If we are to make websites that involve humans then we need to build products that fit in with their psychology and pick tools that allow us to do that, one of the reasons I'm a fan of Ruby on Rails. This also means a displacement (not removal) of the content producer (publisher, broadcaster etc) as the most interesting conversations are not one way. Again there is nothing new in this, collaborative media tools have existed for a long time, but now it is not just an mass amateurization, but one that draws on the media consumer, bringing them to the fold.
The ongoing race of media companies buying social tools (YouTube, Reddit etc) is a key sign of this. However it is not spray paint, you need a passionate desire to engage your audience / readership if you want these tools to work. I'd argue that this needs to be engagement with your content, not a separate community space. A weakness of Comment is free is the lack of engagement on the behalf of the Guardian columnists, whose content is put on that blog. Top marks for taking on this project, but CIF shows that there is more to this than a comment box at the end of each article.
To return to my point, much of the new web thinking, beyond the tech, is psychology in a different branding. Sociology gets a lot of attention, but I think psychology and how humans relate to information has much to offer. These social sciences are the key to making good web products and knowledge of them needs to spread out beyond the niche interaction / product design fraternity to visual designers and programmers, so that they can be empowered to make intuitively good choices.

I couldn't agree more with Steve Jobs' sentiment ... the key word being works (in a sense greater than mere "effective operation").
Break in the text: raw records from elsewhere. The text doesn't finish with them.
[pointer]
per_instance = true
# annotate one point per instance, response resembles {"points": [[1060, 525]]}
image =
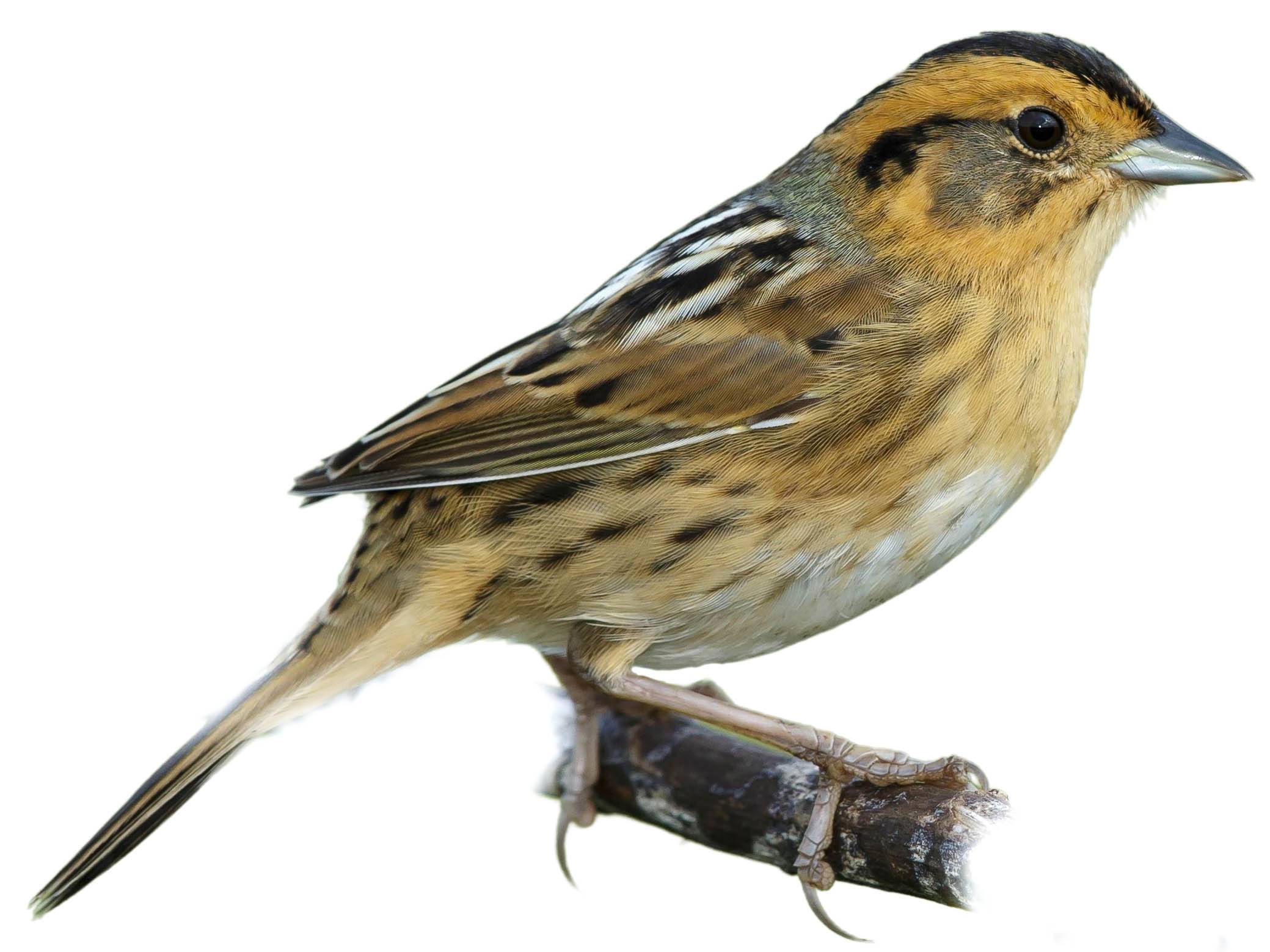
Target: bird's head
{"points": [[1005, 150]]}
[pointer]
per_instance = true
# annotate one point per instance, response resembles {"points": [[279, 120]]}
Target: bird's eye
{"points": [[1039, 130]]}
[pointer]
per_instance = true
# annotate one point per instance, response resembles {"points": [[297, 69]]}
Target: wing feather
{"points": [[712, 333]]}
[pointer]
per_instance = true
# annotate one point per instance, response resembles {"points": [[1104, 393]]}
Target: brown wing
{"points": [[712, 333]]}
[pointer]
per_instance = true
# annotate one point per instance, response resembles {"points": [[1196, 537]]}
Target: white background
{"points": [[238, 235]]}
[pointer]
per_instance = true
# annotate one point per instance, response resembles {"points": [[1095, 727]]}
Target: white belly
{"points": [[818, 590]]}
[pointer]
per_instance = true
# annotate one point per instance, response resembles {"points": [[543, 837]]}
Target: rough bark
{"points": [[734, 795]]}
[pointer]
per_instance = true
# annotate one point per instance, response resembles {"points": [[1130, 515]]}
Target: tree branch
{"points": [[731, 794]]}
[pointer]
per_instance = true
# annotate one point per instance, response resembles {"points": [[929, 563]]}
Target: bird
{"points": [[785, 413]]}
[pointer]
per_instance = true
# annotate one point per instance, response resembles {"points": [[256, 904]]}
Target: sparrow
{"points": [[783, 414]]}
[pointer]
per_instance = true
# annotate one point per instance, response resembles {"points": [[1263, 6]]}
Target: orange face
{"points": [[976, 162]]}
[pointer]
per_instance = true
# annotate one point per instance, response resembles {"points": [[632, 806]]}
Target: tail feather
{"points": [[255, 711]]}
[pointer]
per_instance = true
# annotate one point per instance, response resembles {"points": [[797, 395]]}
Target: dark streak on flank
{"points": [[560, 556], [949, 330], [554, 380], [898, 147], [613, 529], [648, 474], [665, 291], [666, 562], [695, 531], [596, 395], [548, 352], [555, 490], [486, 593], [825, 341], [933, 402], [308, 640], [779, 248]]}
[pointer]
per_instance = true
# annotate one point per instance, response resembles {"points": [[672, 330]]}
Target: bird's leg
{"points": [[577, 806], [839, 760], [583, 769]]}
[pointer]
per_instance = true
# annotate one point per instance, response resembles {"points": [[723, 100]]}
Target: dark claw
{"points": [[813, 899], [561, 832], [977, 777]]}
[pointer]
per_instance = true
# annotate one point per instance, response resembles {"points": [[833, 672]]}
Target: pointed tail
{"points": [[261, 707]]}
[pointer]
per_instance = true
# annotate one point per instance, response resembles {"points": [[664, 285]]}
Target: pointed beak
{"points": [[1175, 158]]}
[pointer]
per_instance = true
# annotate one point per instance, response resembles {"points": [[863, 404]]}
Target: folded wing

However, I don't think the sentiment expresses anything particularly new; designers and artists, for their part, have always been aware of this fact. They are often restricted in their ability to implement this in practice due to straightjacketing their role and/or an alienation from that which they are designing for.
Additionally, I would be wary of utilizing the word psychology in relation to those intangible aspects of interaction design; psychology has an inherent tendency towards a dualistic representation of the object of its inquiry which undermines an understanding of the essentially holistic character of true design as a phenomena.
The above factors combine to aestheticize design, reducing it to the realm of "appearance". True design is to "devise", "mark out", "signify" a realm and means within and through which enagement and action can occur.
I think you hit on a vital point when you infer that a passionate desire is an a priori condition of such works. A designer cannot design for that which s/he is not always already within, engaged with, or part of. This is why the vast majority of design is bad design.
Software and web development has an onmipresent desire to separate concerns. In most areas of endeavour, this can be perfectly valid and pragmatic. Yet, in design, this is not the case. One needs to be careful not to further reduce (in the sense of reductionism) design by abstracting it further into distinct regions (i.e. visual, interaction, information etc).
Naturally, more than one single individual is always "the designer" of a particular "work" (the use of the word "works" in relation to that generated by the creative arts is no coincidence!), but it is of vital importance that this is a collaborative endeavour where the work works by working together in an engaged way towards the demarcation of a previously undefined shared space.